Normalde dönüşemeyenler, kurtları olmadan doğan kurt adamlardır. Gerçek dönüşemeyenler, omega ve gamma sıralarında oldukça yaygındır ve omega sıralamasının yaklaşık yüzde ellisi etkilenir. Alfa sıralamasında dönüşemeyen birini bulmak ise son derece nadirdir, sadece yüzde beş civarındadır ve bulunanlar genellikle benim gibi, dönüşmelerinin güvenli olmasını engelleyen kalıcı hasara sahip olanlardır.

Kurt adamların süper hızlı iyileşme yeteneklerini miras alıp almadıkları, yaralanmalarının ne zaman olduğuna bağlıdır. İlk dönüşlerinden önce olmuşsa, iyileşme yetenekleri çocukluk evresinde kalır. Kurt adam yavruları hala insanlara veya melezlere kıyasla hızlı iyileşseler de, bir yavrunun aynı yarayı iyileştirmesi dört hafta sürerken, bir yetişkinin sadece bir hafta sürer. Benim durumum da böyle, iyi durumda olduğumda bir kemiğin iyileşmesi yaklaşık dört hafta sürer. Hangi koşulda olursa olsun, dönüşemeyen biri savaşçı olamaz çünkü dönüşemeyen biri savaşta hamile bir dişi kurt ya da bir yavru kadar kolay öldürülebilir. Neyse ki, nihai amacım savaşçı olmak değil.

İki şey elde etmek istiyorum ve sadece iki şey.
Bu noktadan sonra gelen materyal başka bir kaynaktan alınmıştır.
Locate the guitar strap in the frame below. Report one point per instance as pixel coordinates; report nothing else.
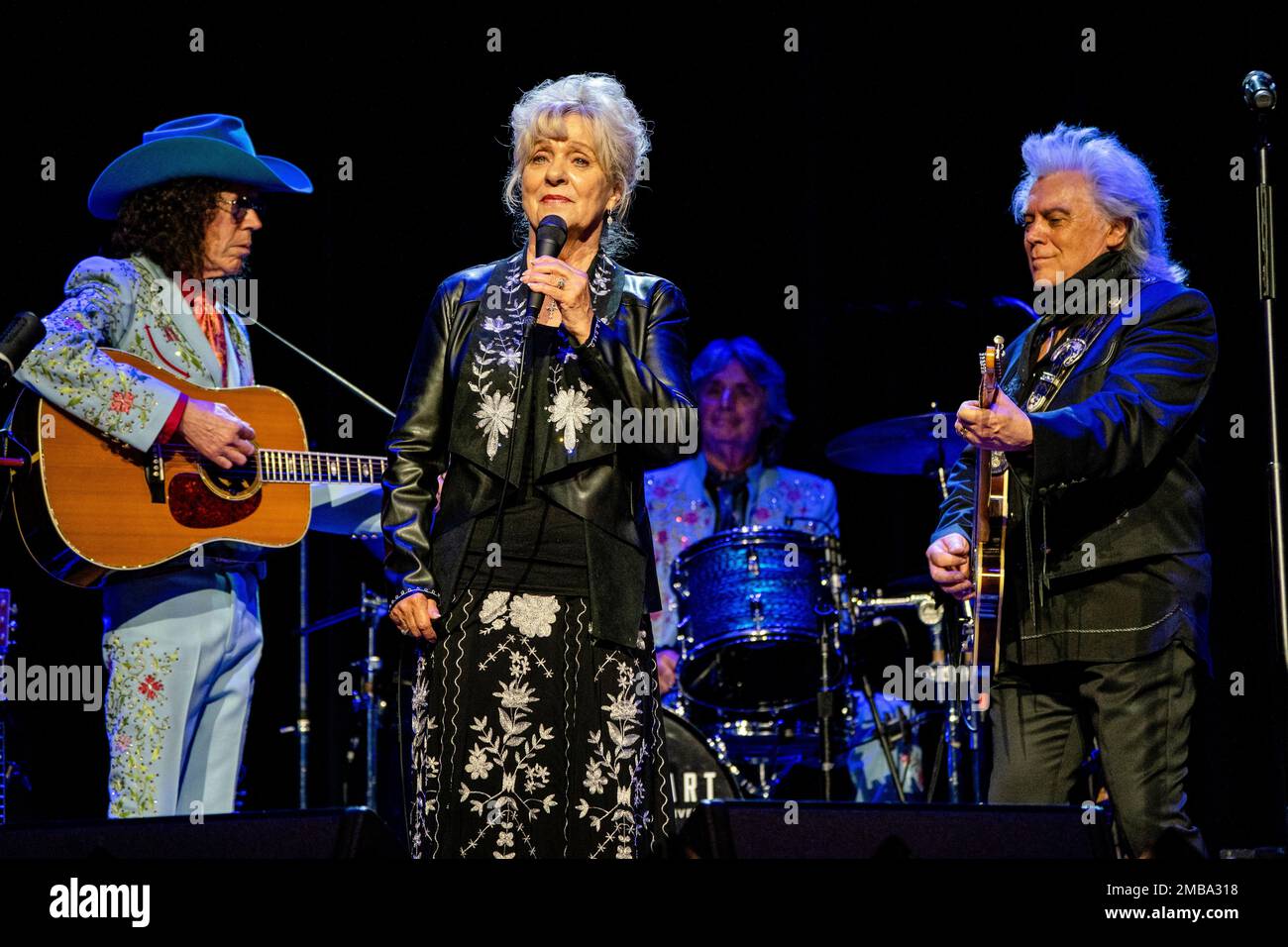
(1067, 356)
Her sürüden aldığım az miktardaki eğitimi kendi kendimi savunma yöntemime dönüştürüyorum. Tüm eğitimler dönüşen kurda yönelik olduğu için ihtiyaçlarıma göre uyarlamam gerekiyor ama hızlı öğreniyorum ve çok yaratıcıyım. Bu şekilde, kendimi sadece insan formumda savunmanın bir yolunu geliştirmeyi amaçlıyorum. İkinci hedefim ise eşimi bulmak. Ay Tanrıçası'nın sadece benim için yarattığı tek ve biricik dişi kurt, diğer yarım.